On Wed, Dec 21, 2016 at 2:56 AM, Kyotaro HORIGUCHI <
horiguchi.kyotaro@lab.ntt.co.jp> wrote:
> A PostgreSQL database with encoding=UTF8 just accepts the whole
> range of Unicode, regardless that a character is defined for the
> code or not.
Interesting... when I converted my application and database to utf8 encoding, I discovered that Postgres is picky about UTF-8. Specifically the UTF-8 code point 0xed 0xa0 0x8d which maps to UNICODE code point 0xd80d. This looks like a proper character but in fact is not a defined character code point.

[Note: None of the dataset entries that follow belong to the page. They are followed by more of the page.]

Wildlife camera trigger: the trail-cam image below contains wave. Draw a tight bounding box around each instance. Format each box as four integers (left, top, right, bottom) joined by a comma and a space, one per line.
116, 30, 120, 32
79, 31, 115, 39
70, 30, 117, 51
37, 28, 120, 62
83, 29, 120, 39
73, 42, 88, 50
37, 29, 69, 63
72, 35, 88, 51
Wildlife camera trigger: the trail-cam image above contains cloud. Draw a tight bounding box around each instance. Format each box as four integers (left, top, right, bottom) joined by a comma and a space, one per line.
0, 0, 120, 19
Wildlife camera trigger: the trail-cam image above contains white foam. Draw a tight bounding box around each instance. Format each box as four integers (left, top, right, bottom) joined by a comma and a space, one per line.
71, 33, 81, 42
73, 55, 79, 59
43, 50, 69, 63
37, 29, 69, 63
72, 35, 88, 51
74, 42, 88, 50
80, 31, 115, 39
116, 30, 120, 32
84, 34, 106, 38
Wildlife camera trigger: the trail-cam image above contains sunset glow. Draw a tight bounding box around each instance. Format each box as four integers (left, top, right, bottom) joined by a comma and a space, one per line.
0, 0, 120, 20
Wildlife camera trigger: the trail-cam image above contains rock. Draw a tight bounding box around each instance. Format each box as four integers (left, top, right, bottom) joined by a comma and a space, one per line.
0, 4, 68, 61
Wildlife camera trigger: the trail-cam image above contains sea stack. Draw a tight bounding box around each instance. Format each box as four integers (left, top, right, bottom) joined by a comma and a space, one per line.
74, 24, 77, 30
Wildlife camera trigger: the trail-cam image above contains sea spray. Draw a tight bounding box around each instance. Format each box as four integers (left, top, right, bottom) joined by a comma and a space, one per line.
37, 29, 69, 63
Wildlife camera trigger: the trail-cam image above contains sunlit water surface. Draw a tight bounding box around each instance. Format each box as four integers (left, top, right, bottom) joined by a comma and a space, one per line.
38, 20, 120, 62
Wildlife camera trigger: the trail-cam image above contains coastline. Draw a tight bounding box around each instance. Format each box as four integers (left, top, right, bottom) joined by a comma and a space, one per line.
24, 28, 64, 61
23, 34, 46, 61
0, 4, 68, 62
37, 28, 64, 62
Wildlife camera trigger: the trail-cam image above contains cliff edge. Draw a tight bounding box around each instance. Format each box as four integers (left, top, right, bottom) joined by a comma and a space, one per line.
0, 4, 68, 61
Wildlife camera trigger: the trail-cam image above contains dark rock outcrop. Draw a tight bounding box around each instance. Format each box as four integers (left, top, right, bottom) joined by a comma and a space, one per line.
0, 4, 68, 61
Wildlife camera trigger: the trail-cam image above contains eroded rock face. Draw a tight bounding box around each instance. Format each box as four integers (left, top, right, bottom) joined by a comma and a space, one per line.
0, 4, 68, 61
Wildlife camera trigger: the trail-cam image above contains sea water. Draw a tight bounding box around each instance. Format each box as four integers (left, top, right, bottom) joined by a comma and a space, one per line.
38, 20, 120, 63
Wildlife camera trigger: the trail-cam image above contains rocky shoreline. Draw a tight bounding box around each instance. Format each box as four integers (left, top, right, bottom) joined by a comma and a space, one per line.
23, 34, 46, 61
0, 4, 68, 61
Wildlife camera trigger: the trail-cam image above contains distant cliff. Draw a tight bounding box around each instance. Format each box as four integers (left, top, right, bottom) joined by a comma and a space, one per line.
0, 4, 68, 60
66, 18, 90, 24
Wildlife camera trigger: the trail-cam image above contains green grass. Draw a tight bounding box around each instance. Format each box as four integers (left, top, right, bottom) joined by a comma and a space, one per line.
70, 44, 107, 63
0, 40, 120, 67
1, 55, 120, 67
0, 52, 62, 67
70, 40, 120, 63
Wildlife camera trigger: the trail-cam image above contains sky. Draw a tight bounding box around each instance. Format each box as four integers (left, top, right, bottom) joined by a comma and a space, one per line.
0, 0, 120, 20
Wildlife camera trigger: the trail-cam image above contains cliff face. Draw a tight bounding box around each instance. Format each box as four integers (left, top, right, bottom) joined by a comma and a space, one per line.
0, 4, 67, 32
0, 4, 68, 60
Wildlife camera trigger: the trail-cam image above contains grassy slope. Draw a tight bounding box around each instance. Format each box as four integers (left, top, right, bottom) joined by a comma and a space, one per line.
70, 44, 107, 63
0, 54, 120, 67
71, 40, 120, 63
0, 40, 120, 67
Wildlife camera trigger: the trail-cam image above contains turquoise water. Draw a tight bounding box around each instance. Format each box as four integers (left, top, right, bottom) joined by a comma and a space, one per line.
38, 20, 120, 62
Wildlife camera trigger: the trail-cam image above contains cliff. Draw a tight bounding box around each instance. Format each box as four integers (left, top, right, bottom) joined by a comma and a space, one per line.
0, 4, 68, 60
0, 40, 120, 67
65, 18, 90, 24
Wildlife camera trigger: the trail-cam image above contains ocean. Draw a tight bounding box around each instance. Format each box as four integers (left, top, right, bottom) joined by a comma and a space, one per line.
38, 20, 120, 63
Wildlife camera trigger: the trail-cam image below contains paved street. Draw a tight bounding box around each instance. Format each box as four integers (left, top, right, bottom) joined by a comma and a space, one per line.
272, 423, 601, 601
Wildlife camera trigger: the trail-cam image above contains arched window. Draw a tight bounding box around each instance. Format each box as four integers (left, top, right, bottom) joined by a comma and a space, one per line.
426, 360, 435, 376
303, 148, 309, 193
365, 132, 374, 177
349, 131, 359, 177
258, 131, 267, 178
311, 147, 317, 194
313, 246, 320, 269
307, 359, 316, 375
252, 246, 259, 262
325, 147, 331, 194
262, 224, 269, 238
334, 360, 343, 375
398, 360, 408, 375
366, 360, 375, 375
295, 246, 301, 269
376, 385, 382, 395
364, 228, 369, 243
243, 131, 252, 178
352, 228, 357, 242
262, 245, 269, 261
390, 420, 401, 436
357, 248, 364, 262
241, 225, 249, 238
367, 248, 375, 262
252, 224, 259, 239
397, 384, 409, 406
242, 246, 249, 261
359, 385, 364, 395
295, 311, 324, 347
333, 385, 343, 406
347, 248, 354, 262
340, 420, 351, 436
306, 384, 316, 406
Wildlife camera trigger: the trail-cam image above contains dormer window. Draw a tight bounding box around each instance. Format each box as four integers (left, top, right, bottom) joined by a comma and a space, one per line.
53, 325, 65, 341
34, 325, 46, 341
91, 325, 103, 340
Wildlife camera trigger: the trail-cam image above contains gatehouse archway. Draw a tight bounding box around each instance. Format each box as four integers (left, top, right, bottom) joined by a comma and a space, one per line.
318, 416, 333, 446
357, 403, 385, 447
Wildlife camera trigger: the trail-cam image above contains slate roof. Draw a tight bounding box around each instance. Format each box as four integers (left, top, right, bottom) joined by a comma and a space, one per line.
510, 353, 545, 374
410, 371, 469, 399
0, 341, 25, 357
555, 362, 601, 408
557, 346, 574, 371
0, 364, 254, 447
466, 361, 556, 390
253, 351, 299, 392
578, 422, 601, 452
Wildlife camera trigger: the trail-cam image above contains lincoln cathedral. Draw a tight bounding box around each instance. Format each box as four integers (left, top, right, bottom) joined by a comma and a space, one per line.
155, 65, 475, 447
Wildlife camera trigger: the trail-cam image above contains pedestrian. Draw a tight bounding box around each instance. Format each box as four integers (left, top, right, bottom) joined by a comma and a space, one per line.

Given the above unicode table:
insert into unicode(id, string) values(1, E'\xed\xa0\x8d');
ERROR: invalid byte sequence for encoding "UTF8": 0xed 0xa0 0x8d
So I think when you present an actual string of UTF8 encoded characters, Postgres does refuse characters unknown. However, as you observe, inserting the unicode code point directly does not produce an error:
insert into unicode(id, string) values(1, U&'\d80d');
INSERT 0 1
I discovered this when that specific byte sequence was found in my database during the conversion. I have no idea what my customer entered in the form to make that sequence, but it was part of the Vietnamese spelling of Ho Chi Minh City as best I could figure.